2. Model Covariates ($X$)
The predictor vector ($X$) balances structural, demographic, and openness indicators known to drive systemic variations in price levels (the Balassa-Samuelson effect).
Macroeconomic & Structural Indicators
- GDP Per Capita: Measured in USD via market exchange rates.
- Trade Openness (Imports): Total imports expressed as a share of domestic GDP.
- Trade Openness (Exports): Total exports expressed as a share of domestic GDP.
Demographic Shifts
- Age-Dependency Ratio: The ratio of dependents (populations under 15 and over 64) to the working-age population (ages 15–64).
Regional & Geographical Dummy Controls
- Binary indicators for Sub-Saharan African economies.
- Binary indicators for Eurostat-OECD PPP Programme economies.
- Structural flags for geography: Island economies and Landlocked economies.
- Interaction terms between regional dummies and market-exchange-rate-based GDP.

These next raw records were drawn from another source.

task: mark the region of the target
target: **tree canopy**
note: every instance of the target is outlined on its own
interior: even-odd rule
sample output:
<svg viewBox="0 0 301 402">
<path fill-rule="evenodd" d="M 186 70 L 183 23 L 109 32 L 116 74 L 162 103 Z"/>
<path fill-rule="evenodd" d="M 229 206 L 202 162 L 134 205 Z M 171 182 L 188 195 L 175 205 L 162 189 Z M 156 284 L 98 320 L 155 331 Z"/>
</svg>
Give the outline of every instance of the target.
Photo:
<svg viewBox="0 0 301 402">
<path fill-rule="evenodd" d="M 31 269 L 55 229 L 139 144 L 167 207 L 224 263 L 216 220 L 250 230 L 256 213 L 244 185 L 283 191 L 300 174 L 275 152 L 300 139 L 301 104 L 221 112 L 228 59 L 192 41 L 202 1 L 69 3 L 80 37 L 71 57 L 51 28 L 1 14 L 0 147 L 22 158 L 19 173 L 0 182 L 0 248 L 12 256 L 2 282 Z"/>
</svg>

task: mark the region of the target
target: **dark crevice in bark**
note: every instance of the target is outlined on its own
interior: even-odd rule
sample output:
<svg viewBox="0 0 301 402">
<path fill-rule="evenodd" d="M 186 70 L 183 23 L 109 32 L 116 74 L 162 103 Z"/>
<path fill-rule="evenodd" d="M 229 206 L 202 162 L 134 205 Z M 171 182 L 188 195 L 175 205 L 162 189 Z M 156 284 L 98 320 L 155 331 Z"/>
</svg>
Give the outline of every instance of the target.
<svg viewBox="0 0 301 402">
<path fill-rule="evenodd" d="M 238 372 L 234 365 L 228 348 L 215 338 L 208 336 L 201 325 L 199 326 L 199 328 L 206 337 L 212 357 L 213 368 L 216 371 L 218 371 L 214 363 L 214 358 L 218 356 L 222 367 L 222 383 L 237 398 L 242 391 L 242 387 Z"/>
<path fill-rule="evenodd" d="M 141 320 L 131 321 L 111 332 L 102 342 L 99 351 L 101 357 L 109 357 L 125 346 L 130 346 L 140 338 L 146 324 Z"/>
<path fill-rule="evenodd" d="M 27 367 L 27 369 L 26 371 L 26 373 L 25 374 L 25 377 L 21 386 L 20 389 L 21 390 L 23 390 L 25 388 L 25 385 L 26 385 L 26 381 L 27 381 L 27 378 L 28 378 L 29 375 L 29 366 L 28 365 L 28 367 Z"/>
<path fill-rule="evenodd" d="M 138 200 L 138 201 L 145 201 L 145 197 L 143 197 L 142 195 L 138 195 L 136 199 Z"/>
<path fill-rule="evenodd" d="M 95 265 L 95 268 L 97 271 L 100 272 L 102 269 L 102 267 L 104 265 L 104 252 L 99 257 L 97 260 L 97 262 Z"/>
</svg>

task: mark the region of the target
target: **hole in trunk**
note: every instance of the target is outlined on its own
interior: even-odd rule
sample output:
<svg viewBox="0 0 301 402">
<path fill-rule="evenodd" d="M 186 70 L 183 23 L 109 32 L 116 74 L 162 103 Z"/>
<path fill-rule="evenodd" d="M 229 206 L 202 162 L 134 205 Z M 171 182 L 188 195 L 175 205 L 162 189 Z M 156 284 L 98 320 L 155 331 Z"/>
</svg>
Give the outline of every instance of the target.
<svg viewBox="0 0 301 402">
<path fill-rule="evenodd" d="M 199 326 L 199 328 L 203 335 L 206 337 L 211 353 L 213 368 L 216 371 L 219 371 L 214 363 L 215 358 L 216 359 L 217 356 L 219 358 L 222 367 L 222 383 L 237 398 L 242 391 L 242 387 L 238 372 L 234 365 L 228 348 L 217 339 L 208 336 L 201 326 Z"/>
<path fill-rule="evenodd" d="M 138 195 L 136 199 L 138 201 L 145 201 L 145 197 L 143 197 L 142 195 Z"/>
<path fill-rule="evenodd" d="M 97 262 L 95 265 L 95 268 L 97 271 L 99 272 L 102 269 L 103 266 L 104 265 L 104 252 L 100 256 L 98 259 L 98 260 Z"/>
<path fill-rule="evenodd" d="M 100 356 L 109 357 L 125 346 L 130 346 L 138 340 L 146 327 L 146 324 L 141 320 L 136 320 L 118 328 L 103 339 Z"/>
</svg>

3. Stata Implementation Syntax
The standard routine to estimate parameters on participating countries and project them onto non-covered countries:
* 1. Macro containing all explanatory covariates
local covariates ln_gdp_pc imports_gdp exports_gdp age_dependency dummy_africa dummy_island dummy_landlocked
* 2. Run system-wide SUR on participating nations
sureg (ln_pli_gdp `covariates') ///
(ln_pli_hhc `covariates') ///
(ln_pli_aic `covariates') if participating == 1
* 3. Impute log values for non-covered nations
predict imputed_gdp if participating == 0, equation(ln_pli_gdp)
predict imputed_hhc if participating == 0, equation(ln_pli_hhc)
predict imputed_aic if participating == 0, equation(ln_pli_aic)
* 4. Exponentiate back to standard PLI scale
gen pli_gdp_final = exp(imputed_gdp)
4. Key Methodological Diagnostics
- Breusch-Pagan Test: Executed automatically by
suregto confirm that residual correlation across the three components is non-zero, validating SUR over independent OLS models. - Cross-Equation Parameter Constraints: If needed, coefficients for specific variables (such as the age-dependency ratio) can be constrained to be equal across the consumption dimensions (
hhcandaic) to preserve economic consistency.